The forgotten hero of the gay rights movement

"Peter was a very brave man. Had it not been for his actions, then homosexuality might not have been legalised when it was."

Stephen Griffiths, Senior Lecturer in Film, Television and Radio Studies

To mark LGBT history month, a Staffordshire University lecturer is celebrating the life of gay rights activist Peter Wildeblood who played a pivotal role in the decriminalisation of homosexuality.

Stephen Griffiths, Senior Lecturer in Film, Television and Radio Studies, is co-chair of Staffordshire University's LGBT Staff Network and has done extensive research into the life of Peter Wildeblood, his contribution to getting the law changed and his subsequent work in television.

In 1954 Peter, a successful journalist, was the first person since Oscar Wilde to plead guilty to charges of homosexuality in a court of law during the ‘Montagu trial’ which involved the high profile peer politician and founder of the National Motor Museum Lord Montagu.

Stephen explained: “It was a witch-hunt really against Montagu. The aim of this case was to convict well-known figures as a warning to the public. However the mood was changing at this time and a lot of people felt sorry for these men.”

All those trialled received prison sentences and on his release Peter wrote the book, Against the Law, which documented his experiences during and after the case. The book was used as evidence in the Wolfenden report of 1957, which played a key role leading up to the legalisation of homosexuality in England and Wales a decade later. He was also interviewed as one of the witnesses for the report.

50 years on Stephen believes it is time that Peter received the recognition that he deserves.
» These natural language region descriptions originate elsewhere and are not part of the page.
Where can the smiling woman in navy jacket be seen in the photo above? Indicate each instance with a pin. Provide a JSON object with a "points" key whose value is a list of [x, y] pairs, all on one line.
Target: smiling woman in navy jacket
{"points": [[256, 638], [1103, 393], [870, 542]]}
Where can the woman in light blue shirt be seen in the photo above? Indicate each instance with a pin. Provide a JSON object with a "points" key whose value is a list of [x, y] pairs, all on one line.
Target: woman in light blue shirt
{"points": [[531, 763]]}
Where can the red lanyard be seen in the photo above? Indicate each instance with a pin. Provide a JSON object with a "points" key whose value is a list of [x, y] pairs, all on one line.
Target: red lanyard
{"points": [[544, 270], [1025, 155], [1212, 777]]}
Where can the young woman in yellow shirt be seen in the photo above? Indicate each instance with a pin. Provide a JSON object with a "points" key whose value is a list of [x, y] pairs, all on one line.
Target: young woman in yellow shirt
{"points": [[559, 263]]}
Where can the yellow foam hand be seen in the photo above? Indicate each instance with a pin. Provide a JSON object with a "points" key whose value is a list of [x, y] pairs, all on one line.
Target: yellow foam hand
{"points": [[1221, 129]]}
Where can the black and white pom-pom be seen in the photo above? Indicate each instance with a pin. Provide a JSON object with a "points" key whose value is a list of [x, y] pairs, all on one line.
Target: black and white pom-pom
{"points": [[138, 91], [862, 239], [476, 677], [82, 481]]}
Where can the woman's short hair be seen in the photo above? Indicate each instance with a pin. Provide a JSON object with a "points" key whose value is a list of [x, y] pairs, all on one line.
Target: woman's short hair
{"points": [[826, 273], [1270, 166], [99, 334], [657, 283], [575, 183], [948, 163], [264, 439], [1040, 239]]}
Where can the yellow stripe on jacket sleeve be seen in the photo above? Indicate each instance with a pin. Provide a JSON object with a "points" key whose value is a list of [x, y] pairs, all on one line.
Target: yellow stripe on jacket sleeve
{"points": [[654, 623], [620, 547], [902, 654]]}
He said: “Peter was a very brave man. Had it not been for his actions, then homosexuality might not have been legalised when it was.

“Peter was as important to the gay rights movement as Martin Luther King was in fighting for the rights of black people but most of us, even those within the gay community, are unaware of him.”

Stephen will deliver a free public talk about Peter's life on Tuesday 21 February at an event hosted by Keele Communities Together and the LGBT Staff Network.

He is one of three speakers and Stephen will also display some of Peter Wildeblood's original letters from his own collection of gay history memorabilia.

The event '50 Years Since Decriminalisation' takes place at Keele Hall on Tuesday 21 February from 5pm. Find more information here.

A drama adaptation of the book Against the Law will be shown on the BBC later this year.